1. Relationship Between the Parties. Each Party’s relationship with the other is that of independent contractor. Nothing contained herein creates a partnership, joint venture or similar business relationship between seller and referrer. No individual will be considered an employee of the other for any purpose.
2. Use of Name. Seller and its employees, agents and representatives will not, without Referrer’s prior written consent in each instance, use in advertising, publicity or other promotional endeavor, the name of Referrer or any of Referrer’s affiliates, or any officer or employee of Referrer, or any trade name, trademark, trade device, service mark, symbol or any abbreviation, contraction or simulation thereof used by Referrer or its affiliates; or represent, directly or indirectly, that any product or service provided by Seller has been approved or endorsed by Seller, or refer to the existence of this Agreement in press releases, advertising or materials distributed to Seller’s prospective customers.
3. Force Majeure.

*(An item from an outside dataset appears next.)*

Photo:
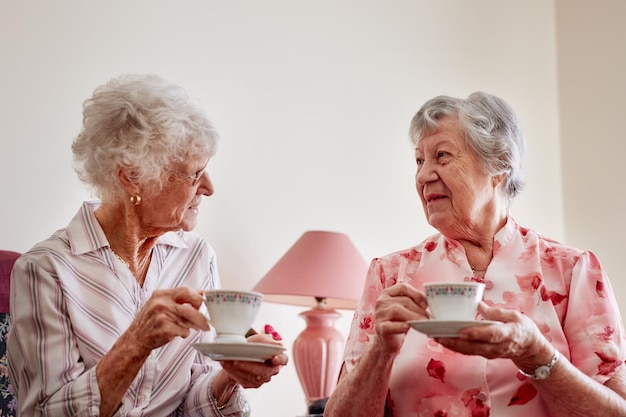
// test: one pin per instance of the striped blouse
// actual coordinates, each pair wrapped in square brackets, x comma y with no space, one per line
[71,299]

Referrer shall not be held responsible nor be deemed to be in default under this Agreement for any delay in performance or failure in performance of any of its obligations hereunder if such delay or failure is the result of causes beyond the control of Referrer.
4. Governing Law. This Agreement, its subject matter and the parties’ respective rights and obligations hereunder shall be governed by and construed in accordance with the laws of the United States, without giving effect to principles regarding conflicts of law.
5. Term and Termination. The term of this Agreement shall continue for one year, or until terminated by either party for any reason upon five (5) days prior written notice without further obligation or liability. Renewal of this agreement must be mutually agreed to by the parties.
6. Assignment. Referrer may assign this Agreement, and/or any rights and/or obligations hereunder upon written notice and without the consent of Seller to any (i) subsidiary or affiliate of Referrer, or (ii) successor pursuant to a merger, consolidation, sale of all or substantially all of its assets. Seller shall not assign this Agreement, and/or any rights and/or obligations hereunder without Referrer’s prior written consent. Any attempted assignment in violation of this Section 9.6 shall be void ab initio.
7. Authority. Both Referrer and Seller have full power and authority to enter into and perform this Agreement, and the person signing this Agreement on behalf of each has been properly authorized and empowered to enter into this Agreement. EACH PARTY FURTHER ACKNOWLEDGES THAT IT HAS READ THIS AGREEMENT, UNDERSTANDS IT, AND AGREES TO BE BOUND BY IT.